私が3歳の時に、家族で東京から京都に引っ越したため、家では標準語というか東京弁のような言葉で会話し、外では関西弁風の言葉(本物にはなれないので)を使う生活をしていました。祖父母を初め親戚の多くが関東に住んでいたため、盆や正月には東京に帰り、ほとんど違和感なく関東弁をしゃべっていたので、どこかで身内の人間に関西弁で話しかけるのは少し乱暴で失礼なのではという思いがありました。関東弁が家族の言葉で、関西弁はよそ行きの言葉という分け方をしていたと思います。

ところがこの数年ペシャワール会の活動を始める前後から、少し自分の中の感覚が変わってきたように感じています。

東京に行くことは、子供時代には「里帰り」という気持ちだったのが、今や成田空港やパキスタン大使館に行くための「地方出身者としての上京や滞在」となり、よそ行きの言葉としての訛りの隠せない標準語で行き先や出口を尋ねるようになりました。

そして標準語で話していてもだんだん関西弁が出てきてしまい、なんとなくもどかしくて無性に関西弁で話したくなり、友達に電話をかけたりしました。長い時間過ごした京都の友達や話した言葉に愛着を持っていたことに、離れた東京で気付いたのかもしれません。

前回の一時帰国時には、関東にいる間でも感じのよさそうな駅員さんには初めから素直に関西弁で話しかけたら、その度にかなり親切に対応してもらえ、不思議な喜びを感じたりしました。

現地でも複数の言語の使い分けがあたりまえに行われていますが、仕事の性質や言語能力で判断して適切に思える言葉が、必ずしも一番良いコミュニケーションができる言語の選択ではなかったりします。背筋を伸ばして英語で話そうとしている人に現地語で話しかけたら失礼になってしまったり、自分には苦手な言葉でも相手の母語で話してもらったほうが理解しやすかったという経験をたくさんしました。

先日はパシュトゥ語の勉強を始めてからすっかり忘れたと思っていたウルドゥ語が、まるで教わっていた当時のように耳に入ってきて理解することができ、驚きと喜びを感じました。

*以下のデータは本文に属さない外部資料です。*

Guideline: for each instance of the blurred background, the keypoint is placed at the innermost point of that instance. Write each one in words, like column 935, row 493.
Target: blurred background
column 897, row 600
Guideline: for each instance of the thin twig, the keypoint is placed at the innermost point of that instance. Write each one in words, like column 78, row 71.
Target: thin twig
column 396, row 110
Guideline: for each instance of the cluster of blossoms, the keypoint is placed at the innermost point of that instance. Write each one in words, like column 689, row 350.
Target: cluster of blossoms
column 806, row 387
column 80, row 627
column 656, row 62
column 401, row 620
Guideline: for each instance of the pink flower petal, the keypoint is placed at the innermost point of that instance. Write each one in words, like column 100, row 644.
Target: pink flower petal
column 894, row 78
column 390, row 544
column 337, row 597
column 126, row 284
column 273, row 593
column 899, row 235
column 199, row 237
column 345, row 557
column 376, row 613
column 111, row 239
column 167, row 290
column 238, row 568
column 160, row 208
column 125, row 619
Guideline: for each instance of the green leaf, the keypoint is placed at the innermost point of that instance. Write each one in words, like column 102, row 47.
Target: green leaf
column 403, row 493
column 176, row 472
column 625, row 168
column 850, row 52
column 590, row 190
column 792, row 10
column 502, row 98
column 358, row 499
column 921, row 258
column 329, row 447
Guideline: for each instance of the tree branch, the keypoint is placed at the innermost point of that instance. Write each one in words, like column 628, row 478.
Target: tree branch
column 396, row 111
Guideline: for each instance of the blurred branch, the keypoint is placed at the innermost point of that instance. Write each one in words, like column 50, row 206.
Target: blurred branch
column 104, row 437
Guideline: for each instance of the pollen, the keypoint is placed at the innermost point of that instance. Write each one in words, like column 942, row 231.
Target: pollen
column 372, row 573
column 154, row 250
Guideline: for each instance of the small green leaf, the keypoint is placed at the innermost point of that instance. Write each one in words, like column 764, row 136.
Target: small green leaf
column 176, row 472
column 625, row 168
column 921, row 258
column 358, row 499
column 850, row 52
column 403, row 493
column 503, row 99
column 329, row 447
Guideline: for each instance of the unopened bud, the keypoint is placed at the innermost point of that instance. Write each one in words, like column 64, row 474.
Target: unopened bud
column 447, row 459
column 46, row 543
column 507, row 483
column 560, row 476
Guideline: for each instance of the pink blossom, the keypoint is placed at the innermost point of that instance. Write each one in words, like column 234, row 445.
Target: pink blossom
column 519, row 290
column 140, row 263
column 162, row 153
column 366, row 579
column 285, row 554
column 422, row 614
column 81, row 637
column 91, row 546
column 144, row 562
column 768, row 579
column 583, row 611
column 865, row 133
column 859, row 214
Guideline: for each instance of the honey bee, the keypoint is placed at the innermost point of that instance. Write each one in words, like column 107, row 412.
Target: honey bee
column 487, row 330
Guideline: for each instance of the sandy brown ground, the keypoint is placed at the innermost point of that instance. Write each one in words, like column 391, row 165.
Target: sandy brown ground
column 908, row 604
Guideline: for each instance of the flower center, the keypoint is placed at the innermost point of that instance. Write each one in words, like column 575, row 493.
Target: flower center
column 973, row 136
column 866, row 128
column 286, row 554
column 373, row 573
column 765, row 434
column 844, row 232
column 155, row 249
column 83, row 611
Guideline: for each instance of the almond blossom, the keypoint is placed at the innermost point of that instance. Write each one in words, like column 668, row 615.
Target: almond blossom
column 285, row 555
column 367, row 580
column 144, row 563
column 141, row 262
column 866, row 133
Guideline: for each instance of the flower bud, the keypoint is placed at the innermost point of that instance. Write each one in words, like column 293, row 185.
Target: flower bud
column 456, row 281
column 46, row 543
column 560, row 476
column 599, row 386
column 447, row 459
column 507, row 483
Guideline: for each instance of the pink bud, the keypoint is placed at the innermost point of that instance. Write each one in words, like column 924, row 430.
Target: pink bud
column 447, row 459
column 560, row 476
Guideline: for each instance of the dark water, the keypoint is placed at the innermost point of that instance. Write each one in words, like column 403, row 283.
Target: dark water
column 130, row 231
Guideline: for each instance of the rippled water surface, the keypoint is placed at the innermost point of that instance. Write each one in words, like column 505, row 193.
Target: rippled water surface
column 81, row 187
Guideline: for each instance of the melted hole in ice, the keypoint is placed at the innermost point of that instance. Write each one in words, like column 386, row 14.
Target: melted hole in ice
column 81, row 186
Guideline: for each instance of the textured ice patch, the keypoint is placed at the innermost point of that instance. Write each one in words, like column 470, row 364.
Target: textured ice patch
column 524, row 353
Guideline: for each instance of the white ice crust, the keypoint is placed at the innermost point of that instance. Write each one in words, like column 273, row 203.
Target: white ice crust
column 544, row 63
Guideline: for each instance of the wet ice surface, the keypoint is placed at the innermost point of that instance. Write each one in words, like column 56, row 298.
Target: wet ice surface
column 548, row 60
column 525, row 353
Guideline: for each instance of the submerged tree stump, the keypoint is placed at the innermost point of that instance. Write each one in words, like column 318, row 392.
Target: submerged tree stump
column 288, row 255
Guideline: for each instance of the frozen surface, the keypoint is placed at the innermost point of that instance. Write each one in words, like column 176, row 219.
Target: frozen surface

言葉には頭で考える理屈ではない人間的な何かがあるんだな、とつくづく感じています。

今、現地で多くの日本人ワーカーとはそれなりに親しい付き合いをしているつもりなのですが、関西(特に京都)に縁のあるワーカーも多い中、誰とも関西弁で話していないということが、実はあまり打ち解けていないということなのか、それとも家族言葉で話しているということなのかは自分ではよく分かりません。しかし、少しでも言葉が相手との良いコミニュケーションの助けになればいいなと思っています。